Michelle Tourneur est scénariste et romancière.
La beauté m'assassine est un roman chatoyant que nous avons lu en duo, la voix de l'une pour l'écoute de l'autre, avec un grand plaisir malgré parfois quelques égarements liés aux nombreux parallèles entre songe et réalité, présent et futur.
Florentine est une jeune fille passionnée par la couleur, qu'elle découvre très tôt à travers un livre d'heures confié au curé et à sa soeur qui l'on recueillie dans leur presbytère normand. Seule, Florentine découvre un univers dans ce livre, elle va y plonger, cherchant à interpréter les signes dans les lames du Tarot enseignée par la soeur du curé. Elle sait que sa vie doit basculer.
" Elle a ouvert une page et lentement regardé, jusqu'à épuisement, sans songer à passer à l'autre page, les tons, tous les tons de ciels, de prairies, de manteaux, de robes, d'auréoles, de lettres en écrin d'or, papillotant devant ses yeux comme des irisations, de bulles qui n'auraient pas éclaté à l'air. […]
Les personnages et les décors sont là, imaginés par les peintres. […] Et puis, […]c'est elle qui donne vie au livre. Elle s'aperçoit que c'est elle, et à faire ce constat, elle se fige. Hypnotisée, elle sent le flot des couleurs. […] Elle sait, elle apprend que le monde est VOIR. Voir est sa voie et peut-être davantage, elle doit poursuivre, mais comment ? "
La décision du curé de solliciter un de ses oncles en mal d'enfant pour adopter la jeune fille va bouleverser sa vie.

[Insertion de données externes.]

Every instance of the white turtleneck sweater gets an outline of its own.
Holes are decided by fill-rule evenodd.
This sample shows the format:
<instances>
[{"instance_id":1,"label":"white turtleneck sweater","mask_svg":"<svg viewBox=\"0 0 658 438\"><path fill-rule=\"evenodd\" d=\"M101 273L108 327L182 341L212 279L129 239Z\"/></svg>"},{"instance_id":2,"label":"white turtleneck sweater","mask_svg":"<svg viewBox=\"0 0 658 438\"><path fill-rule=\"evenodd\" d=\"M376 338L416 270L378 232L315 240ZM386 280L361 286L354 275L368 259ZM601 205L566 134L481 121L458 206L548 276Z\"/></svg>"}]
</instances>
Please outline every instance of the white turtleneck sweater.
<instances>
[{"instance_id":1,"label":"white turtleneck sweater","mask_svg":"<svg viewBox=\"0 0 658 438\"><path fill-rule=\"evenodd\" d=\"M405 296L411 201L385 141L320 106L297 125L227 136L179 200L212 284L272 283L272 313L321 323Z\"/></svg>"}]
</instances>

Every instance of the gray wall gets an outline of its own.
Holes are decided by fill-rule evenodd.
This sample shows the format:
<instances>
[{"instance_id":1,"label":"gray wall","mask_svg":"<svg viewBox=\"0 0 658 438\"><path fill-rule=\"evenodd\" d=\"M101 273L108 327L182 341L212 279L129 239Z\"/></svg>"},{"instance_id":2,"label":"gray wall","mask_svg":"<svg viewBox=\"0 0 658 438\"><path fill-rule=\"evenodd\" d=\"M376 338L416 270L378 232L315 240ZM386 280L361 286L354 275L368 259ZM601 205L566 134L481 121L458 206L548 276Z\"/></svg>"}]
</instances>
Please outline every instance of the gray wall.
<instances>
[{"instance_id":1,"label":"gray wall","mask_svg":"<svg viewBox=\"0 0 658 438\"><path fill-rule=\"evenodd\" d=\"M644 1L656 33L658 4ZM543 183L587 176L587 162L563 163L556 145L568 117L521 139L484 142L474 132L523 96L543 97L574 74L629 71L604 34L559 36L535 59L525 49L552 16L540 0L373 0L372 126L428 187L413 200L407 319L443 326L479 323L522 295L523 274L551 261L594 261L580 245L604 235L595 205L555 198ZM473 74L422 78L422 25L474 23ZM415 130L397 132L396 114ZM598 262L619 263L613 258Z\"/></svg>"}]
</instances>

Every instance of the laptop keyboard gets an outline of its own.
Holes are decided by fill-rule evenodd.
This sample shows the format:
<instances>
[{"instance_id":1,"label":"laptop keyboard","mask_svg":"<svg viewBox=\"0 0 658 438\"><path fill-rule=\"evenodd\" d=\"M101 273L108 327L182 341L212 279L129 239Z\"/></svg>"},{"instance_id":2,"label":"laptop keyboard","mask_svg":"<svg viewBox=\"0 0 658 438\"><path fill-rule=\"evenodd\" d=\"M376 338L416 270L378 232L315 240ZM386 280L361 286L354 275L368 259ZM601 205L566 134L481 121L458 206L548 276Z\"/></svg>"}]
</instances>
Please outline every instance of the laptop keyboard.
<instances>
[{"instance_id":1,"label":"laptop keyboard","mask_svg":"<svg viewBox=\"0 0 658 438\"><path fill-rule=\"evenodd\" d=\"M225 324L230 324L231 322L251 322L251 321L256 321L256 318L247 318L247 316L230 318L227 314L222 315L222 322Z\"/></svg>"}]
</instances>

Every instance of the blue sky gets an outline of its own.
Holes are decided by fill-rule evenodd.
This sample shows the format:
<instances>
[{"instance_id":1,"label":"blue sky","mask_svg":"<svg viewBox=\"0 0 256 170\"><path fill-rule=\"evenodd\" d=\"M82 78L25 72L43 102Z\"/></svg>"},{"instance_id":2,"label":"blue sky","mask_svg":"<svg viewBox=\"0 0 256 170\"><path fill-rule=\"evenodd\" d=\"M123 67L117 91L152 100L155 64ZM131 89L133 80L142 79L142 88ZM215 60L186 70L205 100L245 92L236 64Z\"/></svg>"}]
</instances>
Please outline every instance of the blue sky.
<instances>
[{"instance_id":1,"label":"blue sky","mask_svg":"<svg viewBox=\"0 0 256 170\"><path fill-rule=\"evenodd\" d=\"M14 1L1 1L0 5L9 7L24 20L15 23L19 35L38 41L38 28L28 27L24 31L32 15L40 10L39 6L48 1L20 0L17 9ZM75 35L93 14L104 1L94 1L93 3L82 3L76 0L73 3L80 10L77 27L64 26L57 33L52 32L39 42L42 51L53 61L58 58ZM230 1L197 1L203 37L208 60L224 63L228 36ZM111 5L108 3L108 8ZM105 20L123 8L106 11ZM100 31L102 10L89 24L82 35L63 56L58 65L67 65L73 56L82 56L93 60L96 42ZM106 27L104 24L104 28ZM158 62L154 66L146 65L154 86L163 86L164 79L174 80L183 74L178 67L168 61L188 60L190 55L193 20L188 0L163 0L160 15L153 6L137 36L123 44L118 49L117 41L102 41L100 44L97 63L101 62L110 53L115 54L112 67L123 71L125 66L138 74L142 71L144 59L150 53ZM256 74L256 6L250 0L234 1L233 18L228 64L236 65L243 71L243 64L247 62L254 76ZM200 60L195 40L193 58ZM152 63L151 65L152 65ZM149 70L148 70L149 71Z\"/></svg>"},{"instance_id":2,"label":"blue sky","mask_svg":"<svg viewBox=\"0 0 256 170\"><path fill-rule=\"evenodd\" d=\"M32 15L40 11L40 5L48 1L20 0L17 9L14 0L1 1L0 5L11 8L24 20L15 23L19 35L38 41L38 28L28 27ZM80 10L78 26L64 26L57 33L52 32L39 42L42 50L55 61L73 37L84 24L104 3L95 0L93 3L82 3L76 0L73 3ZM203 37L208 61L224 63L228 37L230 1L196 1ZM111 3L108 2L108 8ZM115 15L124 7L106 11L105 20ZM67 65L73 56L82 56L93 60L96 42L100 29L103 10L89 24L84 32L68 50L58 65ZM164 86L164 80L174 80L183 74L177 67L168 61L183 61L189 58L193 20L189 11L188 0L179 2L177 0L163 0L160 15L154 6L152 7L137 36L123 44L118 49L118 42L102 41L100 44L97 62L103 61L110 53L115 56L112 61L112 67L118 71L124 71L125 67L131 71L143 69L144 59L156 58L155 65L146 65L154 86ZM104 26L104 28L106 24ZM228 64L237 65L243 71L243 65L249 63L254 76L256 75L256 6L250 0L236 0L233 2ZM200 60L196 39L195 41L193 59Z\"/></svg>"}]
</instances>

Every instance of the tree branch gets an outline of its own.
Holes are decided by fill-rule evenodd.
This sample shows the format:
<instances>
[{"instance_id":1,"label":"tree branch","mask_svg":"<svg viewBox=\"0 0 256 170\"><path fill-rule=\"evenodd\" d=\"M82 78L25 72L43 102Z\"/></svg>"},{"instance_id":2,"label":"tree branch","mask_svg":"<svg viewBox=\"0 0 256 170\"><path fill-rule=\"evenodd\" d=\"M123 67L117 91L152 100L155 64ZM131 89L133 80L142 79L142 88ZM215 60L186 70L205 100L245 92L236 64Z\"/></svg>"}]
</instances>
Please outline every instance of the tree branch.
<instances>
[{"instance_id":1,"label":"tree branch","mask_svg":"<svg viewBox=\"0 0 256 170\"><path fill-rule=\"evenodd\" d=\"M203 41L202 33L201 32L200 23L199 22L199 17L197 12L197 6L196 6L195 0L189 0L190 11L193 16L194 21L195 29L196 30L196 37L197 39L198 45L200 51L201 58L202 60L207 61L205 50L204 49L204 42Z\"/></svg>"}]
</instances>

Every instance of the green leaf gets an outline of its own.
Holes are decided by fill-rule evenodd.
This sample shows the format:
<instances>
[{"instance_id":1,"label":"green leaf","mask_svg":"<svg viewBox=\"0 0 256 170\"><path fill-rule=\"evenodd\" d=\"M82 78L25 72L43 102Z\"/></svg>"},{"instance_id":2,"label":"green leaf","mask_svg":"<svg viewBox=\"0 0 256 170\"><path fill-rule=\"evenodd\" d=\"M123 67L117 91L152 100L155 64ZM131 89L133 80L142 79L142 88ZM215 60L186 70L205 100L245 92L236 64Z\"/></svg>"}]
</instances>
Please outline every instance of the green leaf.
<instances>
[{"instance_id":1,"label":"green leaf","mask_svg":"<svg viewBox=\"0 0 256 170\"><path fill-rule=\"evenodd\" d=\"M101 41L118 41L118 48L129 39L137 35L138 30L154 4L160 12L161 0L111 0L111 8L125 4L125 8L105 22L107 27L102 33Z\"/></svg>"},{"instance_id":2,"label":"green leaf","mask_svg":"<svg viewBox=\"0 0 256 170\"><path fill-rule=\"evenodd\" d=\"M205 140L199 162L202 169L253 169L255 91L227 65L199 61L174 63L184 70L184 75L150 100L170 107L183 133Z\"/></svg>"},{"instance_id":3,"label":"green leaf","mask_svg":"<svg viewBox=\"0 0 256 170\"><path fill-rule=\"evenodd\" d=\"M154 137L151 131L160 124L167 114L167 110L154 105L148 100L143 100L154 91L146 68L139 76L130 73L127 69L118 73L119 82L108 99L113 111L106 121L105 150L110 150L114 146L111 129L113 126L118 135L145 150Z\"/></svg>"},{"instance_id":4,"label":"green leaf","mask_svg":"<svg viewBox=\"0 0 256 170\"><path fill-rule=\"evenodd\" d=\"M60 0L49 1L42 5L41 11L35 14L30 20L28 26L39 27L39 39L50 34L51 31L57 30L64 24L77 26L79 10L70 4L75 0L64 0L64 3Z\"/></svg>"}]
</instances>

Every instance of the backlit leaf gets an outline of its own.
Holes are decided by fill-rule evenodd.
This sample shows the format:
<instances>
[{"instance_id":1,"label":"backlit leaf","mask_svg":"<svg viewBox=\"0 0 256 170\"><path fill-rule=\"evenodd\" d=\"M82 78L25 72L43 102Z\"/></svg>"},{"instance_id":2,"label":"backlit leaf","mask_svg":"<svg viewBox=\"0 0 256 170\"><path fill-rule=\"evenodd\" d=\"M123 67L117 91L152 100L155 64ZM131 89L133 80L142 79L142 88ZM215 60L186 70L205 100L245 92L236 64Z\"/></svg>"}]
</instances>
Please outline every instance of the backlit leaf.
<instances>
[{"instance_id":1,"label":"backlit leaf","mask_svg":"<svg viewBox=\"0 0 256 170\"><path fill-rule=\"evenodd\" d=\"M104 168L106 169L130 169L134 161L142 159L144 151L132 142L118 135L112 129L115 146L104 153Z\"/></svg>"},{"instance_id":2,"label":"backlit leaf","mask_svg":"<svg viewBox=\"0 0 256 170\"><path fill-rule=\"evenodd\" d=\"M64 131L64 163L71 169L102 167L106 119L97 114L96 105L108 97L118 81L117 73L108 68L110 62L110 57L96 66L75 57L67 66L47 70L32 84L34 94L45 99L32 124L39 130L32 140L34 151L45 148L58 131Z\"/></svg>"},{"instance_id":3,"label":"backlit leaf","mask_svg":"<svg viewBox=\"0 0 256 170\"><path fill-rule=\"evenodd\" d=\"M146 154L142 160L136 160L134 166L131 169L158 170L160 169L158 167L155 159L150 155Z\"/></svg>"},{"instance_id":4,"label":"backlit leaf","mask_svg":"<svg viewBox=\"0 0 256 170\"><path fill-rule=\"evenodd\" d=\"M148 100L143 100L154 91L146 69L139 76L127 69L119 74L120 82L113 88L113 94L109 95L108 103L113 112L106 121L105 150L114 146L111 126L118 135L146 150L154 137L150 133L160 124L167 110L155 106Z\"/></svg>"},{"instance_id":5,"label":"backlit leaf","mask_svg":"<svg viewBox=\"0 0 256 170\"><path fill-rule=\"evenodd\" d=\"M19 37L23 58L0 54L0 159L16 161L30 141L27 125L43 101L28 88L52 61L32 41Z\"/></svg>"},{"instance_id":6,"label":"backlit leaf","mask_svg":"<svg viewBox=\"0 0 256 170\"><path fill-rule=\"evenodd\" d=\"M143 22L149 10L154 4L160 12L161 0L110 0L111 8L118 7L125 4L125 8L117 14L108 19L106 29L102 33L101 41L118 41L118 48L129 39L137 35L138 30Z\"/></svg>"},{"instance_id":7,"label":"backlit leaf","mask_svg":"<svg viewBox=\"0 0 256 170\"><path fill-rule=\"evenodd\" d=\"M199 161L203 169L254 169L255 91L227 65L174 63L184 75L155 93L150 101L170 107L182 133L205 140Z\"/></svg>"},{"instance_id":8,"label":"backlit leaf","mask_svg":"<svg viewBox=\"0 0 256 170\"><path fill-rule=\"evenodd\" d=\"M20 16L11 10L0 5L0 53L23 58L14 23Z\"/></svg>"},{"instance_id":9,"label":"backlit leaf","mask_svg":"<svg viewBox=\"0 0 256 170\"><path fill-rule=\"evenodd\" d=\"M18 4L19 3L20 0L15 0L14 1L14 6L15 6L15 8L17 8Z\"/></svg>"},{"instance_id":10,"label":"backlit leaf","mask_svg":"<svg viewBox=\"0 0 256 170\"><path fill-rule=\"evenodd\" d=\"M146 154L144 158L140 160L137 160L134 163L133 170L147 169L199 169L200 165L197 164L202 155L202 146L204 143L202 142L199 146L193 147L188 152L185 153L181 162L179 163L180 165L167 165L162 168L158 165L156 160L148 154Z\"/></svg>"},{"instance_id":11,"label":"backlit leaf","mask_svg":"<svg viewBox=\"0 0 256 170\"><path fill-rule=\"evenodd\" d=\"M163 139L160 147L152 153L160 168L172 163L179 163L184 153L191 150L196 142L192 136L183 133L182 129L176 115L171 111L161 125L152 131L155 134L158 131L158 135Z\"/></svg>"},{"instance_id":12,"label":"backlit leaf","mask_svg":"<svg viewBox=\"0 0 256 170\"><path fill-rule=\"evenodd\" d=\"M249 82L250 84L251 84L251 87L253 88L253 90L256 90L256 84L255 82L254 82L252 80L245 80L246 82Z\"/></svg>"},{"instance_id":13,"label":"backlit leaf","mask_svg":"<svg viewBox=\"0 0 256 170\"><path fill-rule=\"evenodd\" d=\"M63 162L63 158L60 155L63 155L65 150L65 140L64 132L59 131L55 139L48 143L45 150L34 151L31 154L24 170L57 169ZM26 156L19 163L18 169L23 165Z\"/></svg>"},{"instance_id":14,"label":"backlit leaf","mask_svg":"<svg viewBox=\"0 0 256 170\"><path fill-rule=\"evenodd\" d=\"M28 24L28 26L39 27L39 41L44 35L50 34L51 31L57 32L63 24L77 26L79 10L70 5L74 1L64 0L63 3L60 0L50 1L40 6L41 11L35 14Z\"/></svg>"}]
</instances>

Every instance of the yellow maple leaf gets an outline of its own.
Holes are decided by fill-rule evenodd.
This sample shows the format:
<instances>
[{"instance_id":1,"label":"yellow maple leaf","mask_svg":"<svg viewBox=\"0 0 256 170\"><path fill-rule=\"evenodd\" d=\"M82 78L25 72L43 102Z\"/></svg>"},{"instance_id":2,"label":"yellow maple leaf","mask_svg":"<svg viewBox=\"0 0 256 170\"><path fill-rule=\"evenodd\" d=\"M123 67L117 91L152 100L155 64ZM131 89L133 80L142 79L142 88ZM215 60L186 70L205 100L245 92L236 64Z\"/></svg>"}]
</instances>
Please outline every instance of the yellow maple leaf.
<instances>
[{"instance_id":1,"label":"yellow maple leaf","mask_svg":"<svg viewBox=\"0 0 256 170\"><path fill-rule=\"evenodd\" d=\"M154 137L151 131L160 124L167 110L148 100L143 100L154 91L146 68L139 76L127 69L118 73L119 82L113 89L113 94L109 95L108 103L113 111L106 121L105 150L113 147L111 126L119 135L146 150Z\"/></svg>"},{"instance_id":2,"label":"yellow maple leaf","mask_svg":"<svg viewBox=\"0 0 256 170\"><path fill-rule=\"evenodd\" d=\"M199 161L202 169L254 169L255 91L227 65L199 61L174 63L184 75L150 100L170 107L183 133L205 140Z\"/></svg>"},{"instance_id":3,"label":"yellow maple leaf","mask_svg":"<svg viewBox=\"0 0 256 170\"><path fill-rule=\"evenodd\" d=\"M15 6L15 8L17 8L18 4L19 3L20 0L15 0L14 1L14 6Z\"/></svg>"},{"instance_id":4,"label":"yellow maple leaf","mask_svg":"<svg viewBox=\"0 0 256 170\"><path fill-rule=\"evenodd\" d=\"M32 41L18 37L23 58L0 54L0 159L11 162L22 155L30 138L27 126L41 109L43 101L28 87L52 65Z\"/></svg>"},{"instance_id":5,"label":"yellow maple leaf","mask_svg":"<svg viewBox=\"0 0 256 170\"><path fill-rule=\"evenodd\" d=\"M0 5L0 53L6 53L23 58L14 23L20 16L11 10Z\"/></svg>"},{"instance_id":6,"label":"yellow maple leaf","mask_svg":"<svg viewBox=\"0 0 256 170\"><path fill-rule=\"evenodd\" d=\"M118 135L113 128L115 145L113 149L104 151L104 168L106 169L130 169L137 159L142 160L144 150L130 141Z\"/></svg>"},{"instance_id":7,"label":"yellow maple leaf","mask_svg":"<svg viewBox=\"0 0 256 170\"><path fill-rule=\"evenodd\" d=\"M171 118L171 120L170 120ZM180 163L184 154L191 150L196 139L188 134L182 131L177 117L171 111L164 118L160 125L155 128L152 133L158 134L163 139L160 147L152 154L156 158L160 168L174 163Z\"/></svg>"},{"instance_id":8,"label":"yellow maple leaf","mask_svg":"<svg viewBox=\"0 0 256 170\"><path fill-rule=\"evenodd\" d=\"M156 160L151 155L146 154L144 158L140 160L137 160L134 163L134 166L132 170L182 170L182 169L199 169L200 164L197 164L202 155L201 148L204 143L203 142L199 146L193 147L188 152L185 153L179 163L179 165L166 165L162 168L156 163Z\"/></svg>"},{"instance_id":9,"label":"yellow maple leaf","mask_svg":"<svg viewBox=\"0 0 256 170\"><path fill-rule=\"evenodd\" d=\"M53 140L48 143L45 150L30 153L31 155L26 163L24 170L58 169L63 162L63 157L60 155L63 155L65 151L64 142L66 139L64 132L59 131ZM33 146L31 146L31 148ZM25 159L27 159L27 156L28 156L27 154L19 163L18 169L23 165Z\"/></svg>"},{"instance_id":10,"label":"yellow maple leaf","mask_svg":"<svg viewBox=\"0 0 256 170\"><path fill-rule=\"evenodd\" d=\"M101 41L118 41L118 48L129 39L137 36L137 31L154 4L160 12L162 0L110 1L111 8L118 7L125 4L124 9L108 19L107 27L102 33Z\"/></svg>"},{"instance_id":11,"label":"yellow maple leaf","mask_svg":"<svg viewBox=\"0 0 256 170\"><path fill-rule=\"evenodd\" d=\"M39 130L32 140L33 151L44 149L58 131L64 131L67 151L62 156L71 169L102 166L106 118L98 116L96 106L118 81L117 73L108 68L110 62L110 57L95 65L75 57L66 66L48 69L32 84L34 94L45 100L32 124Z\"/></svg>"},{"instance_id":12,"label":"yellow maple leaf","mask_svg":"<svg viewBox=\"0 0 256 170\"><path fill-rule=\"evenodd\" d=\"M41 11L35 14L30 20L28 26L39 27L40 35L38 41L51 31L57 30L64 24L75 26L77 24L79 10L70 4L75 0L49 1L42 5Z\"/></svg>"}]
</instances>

Voilà cette enfant solitaire et sauvage plongée au coeur du Paris des années 1830. Son oncle et sa tante tiennent le Lampas Bleu, un magasin de tissus destinés à la confection des plus belles toilettes. Florentine apprend, observe, s'imprègne et s'intéresse, elle s'abreuve par le regard et parvient à s'immiscer chez un peintre, gloire naissante, maître de la couleur et de la provocation : Eugène Delacroix, qui vient de se voir attribuer par Thiers le décor du Salon du Roi au Palais Bourbon (1833).
" La peinture de Le Brun est belle, mais c'est du décor. Je n'en veux pas. Je veux une impulsion qui traverse l'espace. Un mouvement qui fouille l'âme, qui inquiète... De là naîtra l'émotion. "
Ce roman foisonne de descriptions des toiles de Delacroix et nous évoluons de fait au coeur des oeuvre du maître, La Mort de Sardanapale ou encore Les femmes d'Alger dans leur appartement sont très présentes jusqu'à prendre vie.
" Cet Orient-là n'était pas celui d'Ingres, c'était celui de ses terres profondes. Et comme il en est en amour quand, au premier effleurement, le corps de l'un reconnaît le corps de l'autre, l'Orient du voyage s'était ajusté à celui-là. "
S'il arrive de se perdre dans les retours en arrière ou les rêves de Florentine, dans l'évocation des prédictions des cartes ou tout simplement dans un Paris boueux et violent, ce roman n'en est pas moins un très agréable divertissement.